A coloro che condividono con noi l’eredità di Abramo, “nostro padre nella fede” (cf. Nostra Aetate, NAE 4; cf. Rm 4,11-12) e la tradizione dell’Antico Testamento, ossia gli ebrei, a coloro che, come noi, credono in Dio giusto e misericordioso, ossia i musulmani, rivolgo parimenti questo appello, che si estende, altresì, a tutti i seguaci delle grandi religioni dei mondo.

L’incontro del 27 ottobre dell’anno passato ad Assisi, la città di san Francesco, per pregare e impegnarci per la pace – ognuno in fedeltà alla propria professione religiosa – ha rivelato a tutti fino a che punto la pace, e quale sua necessaria condizione, lo sviluppo di “tutto l’uomo e di tutti gli uomini” siano una questione anche religiosa, e come la piena attuazione dell’una e dell’altro dipenda dalla fedeltà alla nostra vocazione di uomini e di donne credenti. Perché dipende, innanzitutto, da Dio.

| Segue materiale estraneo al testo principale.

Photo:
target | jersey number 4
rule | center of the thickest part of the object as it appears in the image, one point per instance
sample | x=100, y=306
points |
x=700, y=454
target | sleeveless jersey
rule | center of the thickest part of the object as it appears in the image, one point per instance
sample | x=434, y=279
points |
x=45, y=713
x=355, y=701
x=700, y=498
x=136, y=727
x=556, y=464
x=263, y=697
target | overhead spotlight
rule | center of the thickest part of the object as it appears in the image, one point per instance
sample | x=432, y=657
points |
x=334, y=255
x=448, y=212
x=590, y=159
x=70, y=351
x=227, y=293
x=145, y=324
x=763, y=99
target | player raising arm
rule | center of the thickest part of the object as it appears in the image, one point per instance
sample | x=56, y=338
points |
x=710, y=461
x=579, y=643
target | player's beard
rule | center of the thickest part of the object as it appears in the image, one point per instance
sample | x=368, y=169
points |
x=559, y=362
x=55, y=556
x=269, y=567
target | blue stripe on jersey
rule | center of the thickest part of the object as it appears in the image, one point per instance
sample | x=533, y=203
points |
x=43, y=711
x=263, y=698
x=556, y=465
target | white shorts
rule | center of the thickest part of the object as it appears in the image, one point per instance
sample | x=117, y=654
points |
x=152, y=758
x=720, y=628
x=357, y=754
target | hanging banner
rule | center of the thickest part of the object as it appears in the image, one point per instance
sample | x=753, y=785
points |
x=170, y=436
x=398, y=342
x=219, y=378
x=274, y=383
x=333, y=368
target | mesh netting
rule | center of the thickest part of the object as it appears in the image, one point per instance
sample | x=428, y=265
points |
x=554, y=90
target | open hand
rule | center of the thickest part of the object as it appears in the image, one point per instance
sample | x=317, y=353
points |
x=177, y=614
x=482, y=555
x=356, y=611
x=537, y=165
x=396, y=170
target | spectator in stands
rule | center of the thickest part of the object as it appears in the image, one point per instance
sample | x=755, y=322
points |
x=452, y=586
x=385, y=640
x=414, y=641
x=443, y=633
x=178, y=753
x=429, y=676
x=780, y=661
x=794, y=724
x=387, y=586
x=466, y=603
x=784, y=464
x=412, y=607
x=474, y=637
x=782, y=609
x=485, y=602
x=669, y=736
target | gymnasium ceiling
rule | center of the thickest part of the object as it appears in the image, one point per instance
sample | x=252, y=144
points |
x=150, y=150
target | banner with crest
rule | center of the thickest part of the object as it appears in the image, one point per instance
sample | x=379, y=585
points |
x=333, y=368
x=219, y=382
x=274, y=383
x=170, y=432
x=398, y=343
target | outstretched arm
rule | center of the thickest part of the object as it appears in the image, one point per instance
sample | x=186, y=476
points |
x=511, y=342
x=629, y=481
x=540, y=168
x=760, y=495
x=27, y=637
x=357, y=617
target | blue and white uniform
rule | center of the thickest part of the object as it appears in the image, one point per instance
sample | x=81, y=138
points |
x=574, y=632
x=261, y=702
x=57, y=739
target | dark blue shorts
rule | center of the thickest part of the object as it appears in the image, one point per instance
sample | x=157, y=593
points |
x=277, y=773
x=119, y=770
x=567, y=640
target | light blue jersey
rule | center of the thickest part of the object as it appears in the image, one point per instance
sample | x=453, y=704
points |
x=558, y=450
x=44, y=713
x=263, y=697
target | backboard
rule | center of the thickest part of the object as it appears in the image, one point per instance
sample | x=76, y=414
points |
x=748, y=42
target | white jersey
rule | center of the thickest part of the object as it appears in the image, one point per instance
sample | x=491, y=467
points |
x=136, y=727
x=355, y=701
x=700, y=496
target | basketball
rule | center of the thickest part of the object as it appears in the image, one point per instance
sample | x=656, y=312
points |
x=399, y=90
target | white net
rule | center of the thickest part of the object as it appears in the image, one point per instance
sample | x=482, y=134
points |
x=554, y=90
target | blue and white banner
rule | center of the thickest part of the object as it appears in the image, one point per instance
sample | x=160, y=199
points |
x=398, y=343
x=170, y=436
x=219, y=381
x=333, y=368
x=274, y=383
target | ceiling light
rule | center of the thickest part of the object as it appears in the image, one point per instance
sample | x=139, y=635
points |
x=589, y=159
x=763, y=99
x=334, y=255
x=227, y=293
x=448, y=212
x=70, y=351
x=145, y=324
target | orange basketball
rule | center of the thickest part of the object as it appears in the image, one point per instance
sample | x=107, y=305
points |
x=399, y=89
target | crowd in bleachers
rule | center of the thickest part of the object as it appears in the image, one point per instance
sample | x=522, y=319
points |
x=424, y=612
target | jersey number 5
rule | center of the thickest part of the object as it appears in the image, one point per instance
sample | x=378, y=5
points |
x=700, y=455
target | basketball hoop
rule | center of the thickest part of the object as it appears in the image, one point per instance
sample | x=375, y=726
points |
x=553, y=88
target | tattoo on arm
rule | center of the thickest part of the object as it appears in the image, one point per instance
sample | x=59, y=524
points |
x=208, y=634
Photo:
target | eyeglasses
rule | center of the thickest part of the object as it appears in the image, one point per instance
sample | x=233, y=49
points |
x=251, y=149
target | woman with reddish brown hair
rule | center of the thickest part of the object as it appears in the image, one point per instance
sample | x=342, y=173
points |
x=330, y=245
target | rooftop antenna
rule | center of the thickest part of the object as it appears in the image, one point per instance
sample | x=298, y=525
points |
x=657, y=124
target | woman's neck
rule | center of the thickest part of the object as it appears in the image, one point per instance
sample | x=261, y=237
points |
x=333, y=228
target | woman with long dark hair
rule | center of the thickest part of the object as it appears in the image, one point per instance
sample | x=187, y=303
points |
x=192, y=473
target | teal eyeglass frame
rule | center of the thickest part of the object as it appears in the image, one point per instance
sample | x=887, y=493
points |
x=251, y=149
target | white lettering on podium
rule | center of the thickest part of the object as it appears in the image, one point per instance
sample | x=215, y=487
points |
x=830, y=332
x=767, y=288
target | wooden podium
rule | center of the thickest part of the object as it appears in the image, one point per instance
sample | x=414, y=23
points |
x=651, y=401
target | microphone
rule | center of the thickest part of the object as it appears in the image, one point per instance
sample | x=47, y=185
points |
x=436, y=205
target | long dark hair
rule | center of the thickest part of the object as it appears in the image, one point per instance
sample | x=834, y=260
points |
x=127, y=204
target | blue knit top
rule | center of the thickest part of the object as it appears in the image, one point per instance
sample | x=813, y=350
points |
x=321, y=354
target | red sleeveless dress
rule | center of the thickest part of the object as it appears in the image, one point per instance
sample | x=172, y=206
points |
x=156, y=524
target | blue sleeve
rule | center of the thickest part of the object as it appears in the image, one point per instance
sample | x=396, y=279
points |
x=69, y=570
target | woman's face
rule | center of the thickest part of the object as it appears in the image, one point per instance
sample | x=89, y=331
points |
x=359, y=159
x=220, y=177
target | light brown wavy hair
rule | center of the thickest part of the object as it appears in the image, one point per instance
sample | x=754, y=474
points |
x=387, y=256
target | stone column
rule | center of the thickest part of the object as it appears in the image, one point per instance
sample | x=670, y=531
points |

48     La Chiesa sa bene che nessuna realizzazione temporale s’identifica col regno di Dio, ma che tutte le realizzazioni non fanno che riflettere e, in un certo senso, anticipare la gloria del regno, che attendiamo alla fine della storia, quando il Signore ritornerà. Ma l’attesa non potrà esser mai una scusa per disinteressarsi degli uomini nella loro concreta situazione personale e nella loro vita sociale, nazionale e internazionale, in quanto questa – ora soprattutto – condiziona quella.

Nulla, anche se imperfetto e provvisorio, di tutto ciò che si può e si deve realizzare mediante lo sforzo solidale di tutti e la grazia divina in un certo momento della storia, per rendere “più umana” la vita degli uomini, sarà perduto né sarà stato vano. Questo insegna il Concilio Vaticano II in un testo luminoso della costituzione Gaudium et Spes (
GS 39): “I beni della dignità umana, l’unione fraterna e la libertà, in una parola tutti i frutti eccellenti della natura e del nostro sforzo, dopo averli diffusi per la terra nello Spirito del Signore e in accordo al suo mandato, torneremo a ritrovarli, purificati da ogni macchia, illuminati e trasfigurati, quando Cristo consegnerà al Padre il regno eterno e universale..., già misteriosamente presente sulla nostra terra”.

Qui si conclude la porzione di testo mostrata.